New Delhi (TIP)- The finance ministry on midnight Friday, June 30, amended foreign exchange management rules to exclude international credit card spends from the purview of liberalised remittance scheme (LRS) hours after issuing a CBDT circular that “no TCS shall be applicable on expenditure through international credit card while being overseas “till further order”.
“Use of International Credit Card while outside India.— Nothing contained in rule 5 shall apply to the use of International Credit Card for making payment by a person towards meeting expenses while such person is on a visit outside India,” the notification issued by the Department of Economic Affairs (DEA) said. The notification is implemented with retrospective effect from May 16, DEA, an arm of the finance the ministry said in the order.

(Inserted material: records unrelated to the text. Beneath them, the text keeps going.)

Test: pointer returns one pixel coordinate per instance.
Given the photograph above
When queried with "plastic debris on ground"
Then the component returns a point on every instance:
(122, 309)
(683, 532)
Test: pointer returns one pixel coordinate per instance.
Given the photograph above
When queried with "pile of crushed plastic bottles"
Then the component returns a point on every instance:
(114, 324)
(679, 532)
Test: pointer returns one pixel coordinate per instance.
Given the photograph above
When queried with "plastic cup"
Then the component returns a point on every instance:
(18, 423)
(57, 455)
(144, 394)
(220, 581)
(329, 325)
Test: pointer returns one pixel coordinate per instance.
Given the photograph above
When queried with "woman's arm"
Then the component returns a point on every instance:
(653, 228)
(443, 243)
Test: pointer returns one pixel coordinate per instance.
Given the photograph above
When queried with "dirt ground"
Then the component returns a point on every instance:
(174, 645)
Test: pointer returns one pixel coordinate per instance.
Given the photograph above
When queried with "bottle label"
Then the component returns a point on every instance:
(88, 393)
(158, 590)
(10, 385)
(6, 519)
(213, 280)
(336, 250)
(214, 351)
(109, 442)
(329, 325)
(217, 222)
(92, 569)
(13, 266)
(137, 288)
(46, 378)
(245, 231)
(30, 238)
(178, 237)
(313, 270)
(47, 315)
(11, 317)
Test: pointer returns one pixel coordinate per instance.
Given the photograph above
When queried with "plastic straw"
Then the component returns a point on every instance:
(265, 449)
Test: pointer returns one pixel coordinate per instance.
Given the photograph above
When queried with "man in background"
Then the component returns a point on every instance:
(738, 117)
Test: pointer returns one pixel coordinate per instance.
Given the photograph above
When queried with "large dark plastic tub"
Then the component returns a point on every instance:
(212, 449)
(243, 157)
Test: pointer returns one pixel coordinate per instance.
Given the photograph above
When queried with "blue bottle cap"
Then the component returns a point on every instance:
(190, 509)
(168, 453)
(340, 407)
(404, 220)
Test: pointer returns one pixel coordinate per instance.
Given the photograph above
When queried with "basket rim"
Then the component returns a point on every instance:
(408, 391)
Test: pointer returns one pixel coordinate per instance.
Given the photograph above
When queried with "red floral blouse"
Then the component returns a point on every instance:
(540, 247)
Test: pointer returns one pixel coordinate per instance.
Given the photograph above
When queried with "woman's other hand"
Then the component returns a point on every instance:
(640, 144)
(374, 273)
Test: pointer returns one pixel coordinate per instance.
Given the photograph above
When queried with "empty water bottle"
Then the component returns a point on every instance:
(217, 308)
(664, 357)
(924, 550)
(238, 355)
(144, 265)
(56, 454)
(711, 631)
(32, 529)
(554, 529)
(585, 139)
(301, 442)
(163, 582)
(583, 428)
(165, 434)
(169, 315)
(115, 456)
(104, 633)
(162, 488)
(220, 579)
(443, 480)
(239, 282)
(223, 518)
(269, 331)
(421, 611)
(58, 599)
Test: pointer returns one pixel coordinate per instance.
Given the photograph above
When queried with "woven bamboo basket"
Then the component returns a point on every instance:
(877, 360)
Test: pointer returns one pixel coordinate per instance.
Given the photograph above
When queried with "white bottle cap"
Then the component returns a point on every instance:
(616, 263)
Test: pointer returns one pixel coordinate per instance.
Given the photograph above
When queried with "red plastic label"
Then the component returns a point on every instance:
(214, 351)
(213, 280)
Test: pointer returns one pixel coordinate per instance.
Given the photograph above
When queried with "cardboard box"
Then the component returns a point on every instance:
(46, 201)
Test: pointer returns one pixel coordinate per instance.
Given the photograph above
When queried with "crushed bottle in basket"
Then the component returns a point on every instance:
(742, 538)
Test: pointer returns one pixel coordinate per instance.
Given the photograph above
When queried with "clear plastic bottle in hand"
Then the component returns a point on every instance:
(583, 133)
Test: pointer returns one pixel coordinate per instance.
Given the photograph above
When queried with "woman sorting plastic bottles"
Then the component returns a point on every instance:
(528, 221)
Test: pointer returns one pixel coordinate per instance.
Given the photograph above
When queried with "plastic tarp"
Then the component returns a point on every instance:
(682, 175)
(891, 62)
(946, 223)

LRS tweak is ill-conceived
The Union finance ministry’s decision to include international spending on credit cards within the $250,000 which an individual is allowed to remit abroad annually under the liberalised remittance scheme (LRS) is a bureaucratic, self-defeating and regressive move that threatens to undo the gains made in formalising transactions and easing compliance.

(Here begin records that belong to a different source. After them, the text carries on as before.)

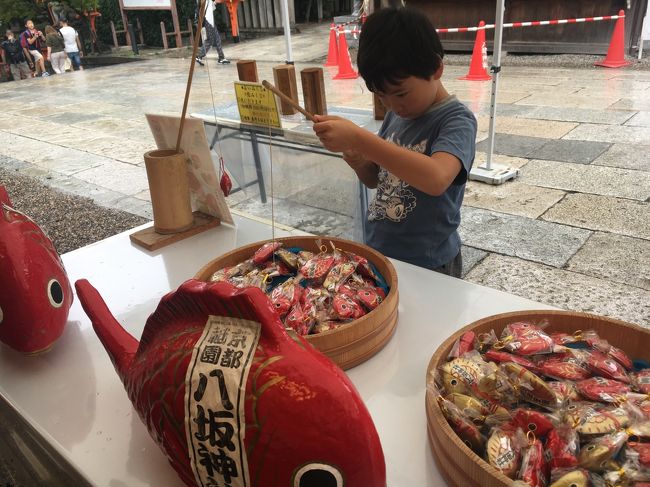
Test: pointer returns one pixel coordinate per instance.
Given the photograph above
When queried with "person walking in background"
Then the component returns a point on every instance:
(13, 55)
(32, 41)
(212, 34)
(55, 49)
(72, 44)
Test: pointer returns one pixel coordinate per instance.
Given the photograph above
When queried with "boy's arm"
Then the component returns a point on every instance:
(367, 171)
(338, 135)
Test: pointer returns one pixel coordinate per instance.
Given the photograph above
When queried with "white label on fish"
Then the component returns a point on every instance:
(215, 387)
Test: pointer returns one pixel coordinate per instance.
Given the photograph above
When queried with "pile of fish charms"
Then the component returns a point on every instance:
(311, 292)
(549, 409)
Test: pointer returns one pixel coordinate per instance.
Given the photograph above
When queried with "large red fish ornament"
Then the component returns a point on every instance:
(35, 294)
(233, 400)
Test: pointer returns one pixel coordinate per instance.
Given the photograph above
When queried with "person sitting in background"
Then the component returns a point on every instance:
(12, 55)
(31, 40)
(55, 49)
(72, 44)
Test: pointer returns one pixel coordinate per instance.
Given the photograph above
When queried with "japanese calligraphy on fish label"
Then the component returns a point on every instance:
(215, 385)
(257, 105)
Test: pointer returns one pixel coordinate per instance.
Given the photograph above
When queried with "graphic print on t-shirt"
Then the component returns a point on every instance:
(394, 200)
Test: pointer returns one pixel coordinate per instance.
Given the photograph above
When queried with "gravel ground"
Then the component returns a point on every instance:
(70, 221)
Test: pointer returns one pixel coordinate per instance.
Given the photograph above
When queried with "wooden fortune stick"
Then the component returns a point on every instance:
(288, 100)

It means individuals will have to bear the burden of 20% tax collected at source (TCS; duly refundable when returns are filed) for transactions in a foreign currency, irrespective of whether this is being done abroad, or from India. There have been clarifications since, both on record and off, but some of these merely add to the complexity. And the emphasis that only HNIs (high networth individuals) will be affected seems to suggest it is fine to do this to the rich (even the well-off, given that an increasing number of Indians are now travelling overseas), a sentiment out of place in 21st-century India. Because this money will eventually be returned on filing tax returns — credit card issuers and banks must be quailing at the paperwork involved — there will be no significant boost to the government’s revenues. It will add avoidable friction to compliance and make an otherwise straightforward process nightmarish.